Notably, the surviving fish had significant titers of parasite-specific IgM in the serum (~1,264), whereas we did not detect IgM titers in the mucus of most fish (Fig. 6d,e). Conversely, we detected titers of parasite-specific IgT only in the gut mucus (~160) but not in the serum (Fig. 6d,e). These data support the idea that IgT is an immuno-globulin specialized in mucosal immunity.

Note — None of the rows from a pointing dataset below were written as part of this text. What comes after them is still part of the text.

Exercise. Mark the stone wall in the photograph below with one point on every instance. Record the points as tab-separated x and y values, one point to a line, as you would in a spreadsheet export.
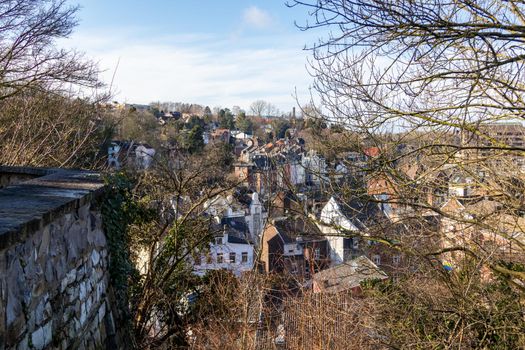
54	265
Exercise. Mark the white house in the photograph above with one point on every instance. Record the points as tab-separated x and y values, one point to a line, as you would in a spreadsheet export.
338	218
144	154
113	155
315	168
226	252
227	208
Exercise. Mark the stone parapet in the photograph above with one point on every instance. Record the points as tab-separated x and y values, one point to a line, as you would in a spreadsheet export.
53	262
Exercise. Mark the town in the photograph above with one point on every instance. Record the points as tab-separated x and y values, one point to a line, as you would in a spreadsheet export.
262	175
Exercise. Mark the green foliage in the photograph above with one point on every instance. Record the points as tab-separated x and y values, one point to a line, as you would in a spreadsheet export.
226	119
243	123
119	211
194	121
194	142
280	126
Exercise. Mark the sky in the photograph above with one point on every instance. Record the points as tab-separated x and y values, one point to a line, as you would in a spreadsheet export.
212	52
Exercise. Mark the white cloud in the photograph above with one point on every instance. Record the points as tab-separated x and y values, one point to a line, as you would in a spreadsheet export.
256	17
199	73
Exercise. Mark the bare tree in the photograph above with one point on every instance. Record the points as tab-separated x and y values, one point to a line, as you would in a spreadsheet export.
436	89
42	121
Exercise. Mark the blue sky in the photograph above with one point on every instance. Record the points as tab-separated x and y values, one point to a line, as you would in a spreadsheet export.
213	52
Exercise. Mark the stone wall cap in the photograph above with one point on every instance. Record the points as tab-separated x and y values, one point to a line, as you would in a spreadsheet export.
30	205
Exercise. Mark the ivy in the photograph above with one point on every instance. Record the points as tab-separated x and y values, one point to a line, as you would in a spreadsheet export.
119	211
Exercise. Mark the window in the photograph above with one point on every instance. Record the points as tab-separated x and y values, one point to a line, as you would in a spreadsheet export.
376	259
396	259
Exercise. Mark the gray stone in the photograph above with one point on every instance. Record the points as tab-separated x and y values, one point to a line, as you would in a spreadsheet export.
101	312
83	212
43	310
95	257
43	249
24	344
82	291
83	314
38	339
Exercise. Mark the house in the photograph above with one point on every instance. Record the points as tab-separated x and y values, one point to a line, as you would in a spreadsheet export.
144	155
347	276
346	223
220	135
293	246
315	168
245	207
240	135
226	252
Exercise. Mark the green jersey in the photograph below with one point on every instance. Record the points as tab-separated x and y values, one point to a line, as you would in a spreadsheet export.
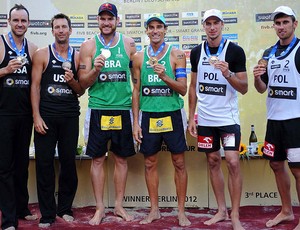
155	94
112	89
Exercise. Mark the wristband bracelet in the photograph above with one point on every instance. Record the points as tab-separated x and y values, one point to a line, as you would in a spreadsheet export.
230	74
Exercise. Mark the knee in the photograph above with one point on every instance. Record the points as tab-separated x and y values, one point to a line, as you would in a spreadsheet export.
276	165
179	164
98	162
150	163
233	165
213	162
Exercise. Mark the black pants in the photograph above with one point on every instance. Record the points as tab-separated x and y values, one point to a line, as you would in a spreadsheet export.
63	132
15	135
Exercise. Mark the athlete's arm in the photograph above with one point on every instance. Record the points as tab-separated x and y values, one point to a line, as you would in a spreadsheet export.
39	61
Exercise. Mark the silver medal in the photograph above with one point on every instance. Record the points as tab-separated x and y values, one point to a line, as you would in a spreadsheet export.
22	59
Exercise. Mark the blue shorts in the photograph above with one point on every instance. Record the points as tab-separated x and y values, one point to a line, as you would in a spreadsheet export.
209	138
175	140
282	141
122	143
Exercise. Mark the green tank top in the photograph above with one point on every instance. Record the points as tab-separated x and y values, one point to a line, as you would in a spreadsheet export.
112	89
155	94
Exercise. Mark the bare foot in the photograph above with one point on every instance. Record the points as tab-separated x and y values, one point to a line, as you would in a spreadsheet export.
121	212
68	218
44	225
236	224
298	226
220	216
279	218
31	217
98	216
153	215
183	220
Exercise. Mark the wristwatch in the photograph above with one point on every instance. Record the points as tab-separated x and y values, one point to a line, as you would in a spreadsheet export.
230	74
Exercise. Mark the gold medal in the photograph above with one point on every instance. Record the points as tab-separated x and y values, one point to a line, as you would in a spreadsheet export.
213	60
263	62
106	53
22	59
66	65
152	61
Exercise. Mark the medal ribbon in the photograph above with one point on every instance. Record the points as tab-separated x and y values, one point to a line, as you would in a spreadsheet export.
60	57
106	46
219	49
152	54
274	49
14	46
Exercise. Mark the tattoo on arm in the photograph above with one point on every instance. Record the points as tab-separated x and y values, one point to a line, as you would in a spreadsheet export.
180	56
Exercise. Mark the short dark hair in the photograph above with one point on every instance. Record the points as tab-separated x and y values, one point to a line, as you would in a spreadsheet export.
59	16
18	7
280	15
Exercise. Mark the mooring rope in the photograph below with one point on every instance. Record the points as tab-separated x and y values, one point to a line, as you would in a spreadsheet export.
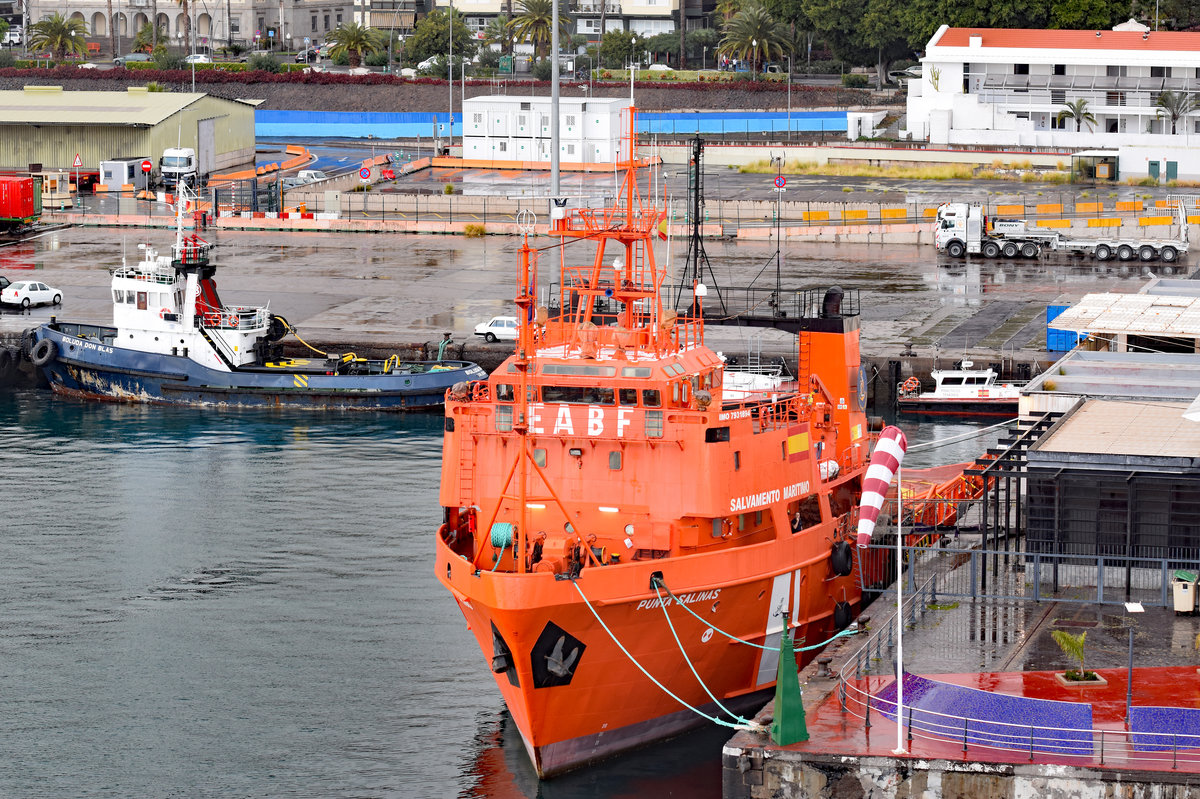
688	660
723	722
749	643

A large fraction of gut bacteria coated with IgT
An important property of IgA in the gut of humans is its ability to recognize and coat a large percentage of luminal bacteria5,16. This IgA coat is thought to prevent luminal bacteria from attaching and invading the gut epithelium5,17. To further support the idea that IgT is involved in gut homeostasis, we tested the hypothesis that like human IgA, IgT coats gut luminal bacteria. For this, we adapted to our fish system a methodology used to assess immunoglobulin coating of human gut luminal bacteria16. Flow cytometry showed that most trout gut luminal bacteria stained for IgT (~48%), whereas a smaller proportion (~24%) was positive for IgM (Fig. 7a–c). Immunofluorescence microscopy substantiated the results obtained by flow cytometry, showing a predominance of bacteria with varying degrees of IgT staining (Fig. 7d–g and Supplementary Fig. 6a–d; isotype-matched control antibody, Supplementary Fig. 6e–h). A smaller portion of the bacteria was stained only for IgM (Supplementary Fig. 6c,d), whereas some bacteria were stained for both IgT and IgM (Fig. 7g). Immunoblot analysis confirmed further the presence of IgT and IgM on these bacteria (Fig. 7h).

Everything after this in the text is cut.